Eight young people in Musan County, North Hamgyong Province, were recently put on public trial for imitating characters in South Korean TV programs or films and telling others about the dramas or films they had seen.

A source in North Hamgyong Province told Daily NK on Monday that the eight were arrested by the Ministry of State Security and publicly tried when locals reported them to the authorities for watching South Korean films, TV programs and music videos.

According to the source, ever since North Korea enacted a law to eradicate “reactionary thought and culture” in December, the authorities have been encouraging residents through their inminban (people’s units) to actively report one another if they discover infractions.

Members of one inminban tipped off the Ministry of State Security about the young people who watched the South Korean videos. After their arrest, they were publicly tried in the courtyard of a middle school in the county seat on Aug. 21. 

“Seven legal officers from the provincial unified command [on non-socialist and anti-socialist behavior] convened the public trial, sitting on classroom chairs brought outside and neatly placed on a dais,” he said. “At the trial, they placed the eight youths from Musan in front of them and called them a ‘gang’ that imitated characters in South Korean videos and conveyed or spread the content of those videos to locals.”

The trial determined that the eight youth had repeatedly seen the South Korean film “The Spy Gone North” and TV program “Crash Landing on You,” and that they searched out and saw all other films and TV programs in which the actors and actresses of those two movies appeared. This apparently made their crime a bigger deal. 

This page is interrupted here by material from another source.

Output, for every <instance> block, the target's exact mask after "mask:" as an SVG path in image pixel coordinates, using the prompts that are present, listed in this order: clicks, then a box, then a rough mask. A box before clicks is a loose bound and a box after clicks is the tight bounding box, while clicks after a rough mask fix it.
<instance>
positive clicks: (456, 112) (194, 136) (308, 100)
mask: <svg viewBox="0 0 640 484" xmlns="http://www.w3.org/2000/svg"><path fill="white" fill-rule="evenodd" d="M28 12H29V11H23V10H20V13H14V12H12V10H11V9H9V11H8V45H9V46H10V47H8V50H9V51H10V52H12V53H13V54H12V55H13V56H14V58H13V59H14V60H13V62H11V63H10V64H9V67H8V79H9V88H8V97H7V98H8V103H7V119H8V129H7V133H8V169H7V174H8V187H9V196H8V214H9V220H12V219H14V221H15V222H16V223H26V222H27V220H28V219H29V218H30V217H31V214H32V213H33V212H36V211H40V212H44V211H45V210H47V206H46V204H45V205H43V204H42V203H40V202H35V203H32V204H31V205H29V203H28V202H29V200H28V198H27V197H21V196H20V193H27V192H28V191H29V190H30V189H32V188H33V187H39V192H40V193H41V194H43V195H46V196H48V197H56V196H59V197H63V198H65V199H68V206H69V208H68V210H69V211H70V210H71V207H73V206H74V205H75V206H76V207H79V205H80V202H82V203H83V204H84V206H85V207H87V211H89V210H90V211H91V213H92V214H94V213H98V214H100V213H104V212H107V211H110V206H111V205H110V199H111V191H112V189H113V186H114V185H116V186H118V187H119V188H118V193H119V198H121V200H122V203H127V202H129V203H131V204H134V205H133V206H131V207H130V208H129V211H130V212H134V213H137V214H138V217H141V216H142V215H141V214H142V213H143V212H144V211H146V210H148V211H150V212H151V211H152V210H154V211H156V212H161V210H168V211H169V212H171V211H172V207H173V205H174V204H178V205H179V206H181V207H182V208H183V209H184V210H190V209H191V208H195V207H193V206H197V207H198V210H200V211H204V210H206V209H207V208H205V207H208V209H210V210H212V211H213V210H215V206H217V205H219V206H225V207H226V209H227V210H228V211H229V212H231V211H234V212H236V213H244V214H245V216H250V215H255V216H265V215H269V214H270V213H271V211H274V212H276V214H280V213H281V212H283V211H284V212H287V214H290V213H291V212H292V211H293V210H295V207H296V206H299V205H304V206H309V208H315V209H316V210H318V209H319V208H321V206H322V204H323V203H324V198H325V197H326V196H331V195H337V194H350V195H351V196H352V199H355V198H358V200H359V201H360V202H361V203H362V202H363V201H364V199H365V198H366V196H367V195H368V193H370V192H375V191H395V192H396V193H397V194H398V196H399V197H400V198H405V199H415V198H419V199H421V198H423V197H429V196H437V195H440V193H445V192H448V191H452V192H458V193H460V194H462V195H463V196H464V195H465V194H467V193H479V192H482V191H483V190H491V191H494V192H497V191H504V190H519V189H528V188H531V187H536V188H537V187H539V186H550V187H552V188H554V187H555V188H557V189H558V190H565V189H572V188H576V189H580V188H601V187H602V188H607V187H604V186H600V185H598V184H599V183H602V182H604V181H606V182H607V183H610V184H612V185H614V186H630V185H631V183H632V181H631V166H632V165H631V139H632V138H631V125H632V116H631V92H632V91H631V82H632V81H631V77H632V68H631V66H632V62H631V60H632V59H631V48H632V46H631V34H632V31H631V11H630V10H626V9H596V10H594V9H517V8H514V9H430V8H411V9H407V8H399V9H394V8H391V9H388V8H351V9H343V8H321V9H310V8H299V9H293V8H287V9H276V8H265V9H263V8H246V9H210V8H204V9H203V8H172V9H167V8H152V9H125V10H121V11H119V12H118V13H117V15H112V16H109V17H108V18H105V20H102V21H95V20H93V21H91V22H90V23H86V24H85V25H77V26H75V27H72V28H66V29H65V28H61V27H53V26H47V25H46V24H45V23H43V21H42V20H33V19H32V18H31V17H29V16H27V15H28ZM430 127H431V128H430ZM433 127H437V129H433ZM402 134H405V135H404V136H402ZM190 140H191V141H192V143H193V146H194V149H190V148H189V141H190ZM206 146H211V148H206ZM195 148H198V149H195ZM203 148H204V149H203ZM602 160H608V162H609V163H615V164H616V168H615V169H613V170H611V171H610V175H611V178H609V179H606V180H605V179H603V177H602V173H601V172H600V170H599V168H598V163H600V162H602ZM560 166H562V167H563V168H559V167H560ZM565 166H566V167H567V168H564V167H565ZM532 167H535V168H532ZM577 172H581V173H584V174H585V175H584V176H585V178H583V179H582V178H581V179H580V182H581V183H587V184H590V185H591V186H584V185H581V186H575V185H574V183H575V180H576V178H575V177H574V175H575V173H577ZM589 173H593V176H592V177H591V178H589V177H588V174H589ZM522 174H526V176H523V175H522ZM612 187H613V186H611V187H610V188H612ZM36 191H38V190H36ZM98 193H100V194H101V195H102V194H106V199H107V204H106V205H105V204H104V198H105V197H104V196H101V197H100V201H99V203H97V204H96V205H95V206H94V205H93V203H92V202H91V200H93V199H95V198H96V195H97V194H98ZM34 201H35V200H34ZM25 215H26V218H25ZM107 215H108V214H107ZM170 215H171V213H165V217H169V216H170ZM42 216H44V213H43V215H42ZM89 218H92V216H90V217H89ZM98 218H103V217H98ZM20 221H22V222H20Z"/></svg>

Musan County, North Hamgyong Province residence
Musan County, North Hamgyong Province. / Image: Daily NK

“In mentioning their crimes, no mention at all was made of the content of the videos they watched,” said the source. “[The officers of the court] said that South Korean videos scripted of non-existent falsehoods, manipulations and fabrications that harm the dignity of the Republic are threatening our ideological position.

“The party and legal institutions believe the continuous discovery of such acts — despite the state’s tougher legal controls on non-socialist and anti-socialist behavior — amounts to mockery and insults,” he continued, adding, “They sternly pronounced the youth ripe for life imprisonment.”

Accordingly, the authorities reportedly warned others at the trial that “nobody escapes the aware, keen eye of the locals, and that violators will eventually be caught,” noting that the eight youth had been arrested based on a tip from locals.

Because of much tougher punishments of non-socialist and anti-socialist behavior than before, Musan residents — and cadres in particular — are taking more care than ever to control the actions of their family members. In North Korea, an entire family can face ruin if even one member gets caught recklessly watching South Korean videos.

According to the source, Musan residents have complained that with so many local youth getting arrested for ideological issues, “every young person in the country will be arrested at this rate,” and that “everyone should avoid turning each other in [to the authorities] even if they’ve watched [South Korean movies and dramas].”